The group cited recent floods, landslides, glacial lake outburst floods, and cloudbursts that have devastated Uttarakhand, Himachal Pradesh, Ladakh, Jammu & Kashmir, and parts of the Northeast, including the recent Darjeeling landslides. These disasters, it said, have erased infrastructure, displaced communities, and exposed the region’s “acute vulnerability resulting from unscientific development, environmental degradation, and policy inattention.”
The submission called for post-disaster needs assessment (PDNA) studies to be completed without delay in all affected states. Such assessments, already underway in Himachal Pradesh and Uttarakhand, must be initiated immediately in North Bengal and other neglected regions to ensure that rehabilitation and reconstruction are guided by evidence-based data. The group demanded that compensation and reconstruction funds be allocated impartially, based on the real extent of loss and damage, rather than through regionally uneven or politically influenced mechanisms.
To address financial and structural gaps, People for Himalaya urged the Centre to substantially increase allocations for State Disaster Response Funds (SDRF) to match the complexity of mountain risks. It also proposed the creation of a dedicated disaster mitigation and climate adaptation fund for mountain states, with strong systems for transparency and public accountability.
A major focus of the submission was the role of mega-infrastructure projects in aggravating ecological fragility. The group called for an immediate, independent review of all major projects—including highways, railways, tunnels, dams, and commercial developments—that have altered natural water flows, caused deforestation, and destabilised slopes. It demanded that projects found to increase disaster vulnerability be halted. The submission further called for strict regulation of tourism infrastructure and the inclusion of projected climate change impacts—such as intensified rainfall, flash floods, and landslides—into all planning processes.
The coalition opposed the recent amendment to the Forest Conservation Act (FCA) that allows forest clearance within 100 km of international borders, describing it as a “threat to mountain ecology.” It urged that Gram Sabha consent and biodiversity safeguards be made central to all environmental decision-making, with location-specific forest governance.

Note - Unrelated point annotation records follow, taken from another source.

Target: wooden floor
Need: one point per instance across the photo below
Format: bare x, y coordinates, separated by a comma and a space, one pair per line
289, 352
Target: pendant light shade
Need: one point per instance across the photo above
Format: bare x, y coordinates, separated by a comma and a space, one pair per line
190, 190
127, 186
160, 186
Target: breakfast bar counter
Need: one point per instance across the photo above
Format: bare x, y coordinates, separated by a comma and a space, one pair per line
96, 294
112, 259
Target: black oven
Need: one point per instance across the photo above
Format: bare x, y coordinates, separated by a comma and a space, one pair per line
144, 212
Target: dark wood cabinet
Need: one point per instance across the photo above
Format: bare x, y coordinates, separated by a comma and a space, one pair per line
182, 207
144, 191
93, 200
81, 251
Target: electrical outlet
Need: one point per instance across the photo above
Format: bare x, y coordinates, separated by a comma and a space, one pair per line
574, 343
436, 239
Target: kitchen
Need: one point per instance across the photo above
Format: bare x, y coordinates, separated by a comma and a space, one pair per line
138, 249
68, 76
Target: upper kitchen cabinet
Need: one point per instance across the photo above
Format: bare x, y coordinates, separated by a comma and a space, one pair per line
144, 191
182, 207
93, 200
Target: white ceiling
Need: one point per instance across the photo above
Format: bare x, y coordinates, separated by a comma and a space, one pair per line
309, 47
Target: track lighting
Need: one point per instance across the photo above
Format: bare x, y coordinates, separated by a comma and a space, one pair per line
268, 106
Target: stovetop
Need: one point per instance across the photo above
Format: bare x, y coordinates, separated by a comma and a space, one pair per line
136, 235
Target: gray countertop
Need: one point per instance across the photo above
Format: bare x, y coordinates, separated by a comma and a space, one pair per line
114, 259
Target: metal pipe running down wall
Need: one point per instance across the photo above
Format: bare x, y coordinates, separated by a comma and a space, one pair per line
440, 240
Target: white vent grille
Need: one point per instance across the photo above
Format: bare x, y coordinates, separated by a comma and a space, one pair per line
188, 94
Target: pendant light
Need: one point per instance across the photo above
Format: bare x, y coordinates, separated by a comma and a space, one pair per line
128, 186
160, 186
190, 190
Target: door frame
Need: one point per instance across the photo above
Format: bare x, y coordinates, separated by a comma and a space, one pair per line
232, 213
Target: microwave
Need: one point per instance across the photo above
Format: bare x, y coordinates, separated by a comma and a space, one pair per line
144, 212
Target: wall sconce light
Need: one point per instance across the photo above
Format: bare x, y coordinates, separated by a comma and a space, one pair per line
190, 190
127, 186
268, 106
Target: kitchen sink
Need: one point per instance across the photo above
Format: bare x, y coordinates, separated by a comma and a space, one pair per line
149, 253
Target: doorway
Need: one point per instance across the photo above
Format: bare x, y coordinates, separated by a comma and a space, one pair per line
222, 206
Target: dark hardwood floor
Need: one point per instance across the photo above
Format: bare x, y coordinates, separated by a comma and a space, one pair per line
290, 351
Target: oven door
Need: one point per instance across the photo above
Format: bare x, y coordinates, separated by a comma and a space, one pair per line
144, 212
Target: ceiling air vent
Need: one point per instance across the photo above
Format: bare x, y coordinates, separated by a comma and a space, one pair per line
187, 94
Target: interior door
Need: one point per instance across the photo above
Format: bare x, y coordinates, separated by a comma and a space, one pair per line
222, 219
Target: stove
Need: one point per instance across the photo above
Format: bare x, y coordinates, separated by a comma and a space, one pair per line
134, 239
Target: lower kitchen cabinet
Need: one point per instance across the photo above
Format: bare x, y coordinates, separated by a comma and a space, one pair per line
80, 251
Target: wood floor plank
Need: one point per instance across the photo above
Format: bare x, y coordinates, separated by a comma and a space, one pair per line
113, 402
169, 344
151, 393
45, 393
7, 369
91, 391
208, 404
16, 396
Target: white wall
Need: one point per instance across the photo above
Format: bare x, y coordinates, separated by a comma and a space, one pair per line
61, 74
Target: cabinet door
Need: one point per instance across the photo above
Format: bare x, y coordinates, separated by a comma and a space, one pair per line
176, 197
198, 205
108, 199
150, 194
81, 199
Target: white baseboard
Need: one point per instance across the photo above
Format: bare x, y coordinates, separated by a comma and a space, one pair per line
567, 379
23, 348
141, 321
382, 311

On rehabilitation, the group highlighted the difficulty of resettling displaced populations in Himalayan states, where more than two-thirds of land is legally classified as forest. This, it said, leaves landless and marginalised communities particularly vulnerable. The memorandum called for fast-tracking fair compensation, safe relocation, and livelihood restoration, while granting time-bound exemptions under forest laws for disaster-hit lands, paired with ecological restoration measures.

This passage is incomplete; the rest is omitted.